4 chains, each with iter=2000; warmup=1000; thin=1;
post-warmup draws per chain=1000, total post-warmup draws=4000.
mean se_mean sd 2.5% 25% 50% 75% 97.5% n_eff Rhat
R 0.89 0.00 0.09 0.74 0.82 0.88 0.94 1.08 1144 1
k 0.29 0.00 0.07 0.16 0.24 0.28 0.33 0.44 1905 1
mutation_proba 0.29 0.00 0.05 0.20 0.25 0.29 0.32 0.38 1559 1
testing_proba 0.65 0.01 0.23 0.20 0.49 0.68 0.84 0.98 1204 1
detection_proba 0.29 0.00 0.10 0.09 0.21 0.30 0.37 0.43 1204 1
lp__ -1165.95 0.04 1.48 -1169.70 -1166.68 -1165.62 -1164.86 -1164.08 1199 1
Samples were drawn using NUTS(diag_e) at Tue Oct 1 15:42:56 2024.

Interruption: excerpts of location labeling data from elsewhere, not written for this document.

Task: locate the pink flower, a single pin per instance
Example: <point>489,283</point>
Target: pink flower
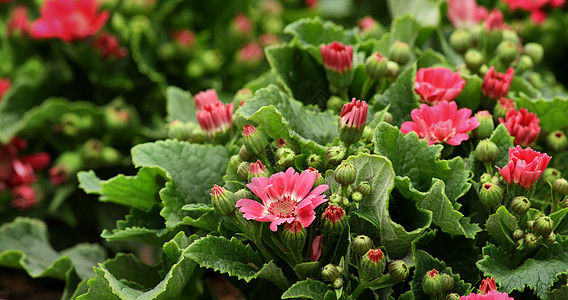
<point>354,114</point>
<point>315,252</point>
<point>496,85</point>
<point>435,85</point>
<point>337,57</point>
<point>493,295</point>
<point>4,86</point>
<point>523,125</point>
<point>441,123</point>
<point>216,118</point>
<point>495,21</point>
<point>525,166</point>
<point>285,197</point>
<point>69,20</point>
<point>205,98</point>
<point>465,13</point>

For each parameter, n_eff is a crude measure of effective sample size,
and Rhat is the potential scale reduction factor on split chains (at
convergence, Rhat=1).
We apply model six to estimate the effective reproduction number, the dispersion parameter, the mutation probability and the testing probability from the clusters we simulated in section (D1).
options(mc.cores = parallelly::availableCores())
estRodis_estimate_parameters_six(clusters_size = simulated_clusters$size,
clusters_freq = simulated_clusters$frequency,
testing_proba = 0.55,
sequencing_proba = 0.44)
Result:
Inference for Stan model: estRodis_stan_model_estimate_parameters_six.
4 chains, each with iter=2000; warmup=1000; thin=1;
post-warmup draws per chain=1000, total post-warmup draws=4000.
mean se_mean sd 2.5% 25% 50% 75% 97.5% n_eff Rhat
R 0.90 0.00 0.06 0.79 0.86 0.90 0.94 1.04 1439 1
k 0.28 0.00 0.06 0.18 0.23 0.27 0.31 0.42 1748 1
mutation_proba 0.29 0.00 0.04 0.20 0.26 0.29 0.32 0.38 1467 1
lp__ -1163.88 0.03 1.19 -1166.78 -1164.44 -1163.58 -1163.00 -1162.51 1345 1
Samples were drawn using NUTS(diag_e) at Tue Oct 1 15:47:19 2024.
For each parameter, n_eff is a crude measure of effective sample size,
and Rhat is the potential scale reduction factor on split chains (at
convergence, Rhat=1).
The R package estRodis contains 18 functions. Short introductions of all functions are provided below, more detailed information on input and output values can be found in the documentation of the respective function within the R package.
Simulate the size of identical sequence clusters implementing the mutation process via the yearly mutation rate and the mean generation interval.
Simulate the size of identical sequence clusters implementing the mutation process directly via the probability a mutation occurs at a case before onward transmission.
Simulate a transmission chain.
Create a plot of a transmission chain.
Create a plot of a transmission chain including mutations of the viral genome.
Apply model one, two, three, four, five or six to estimate parameters from the sequence cluster size distribution.
Determine initial values for model one, two, three, four, five or six.
Probability density function of a scaled version of the beta distribution.
This distribution is used as prior distribution of the testing probability in models one, three ad five.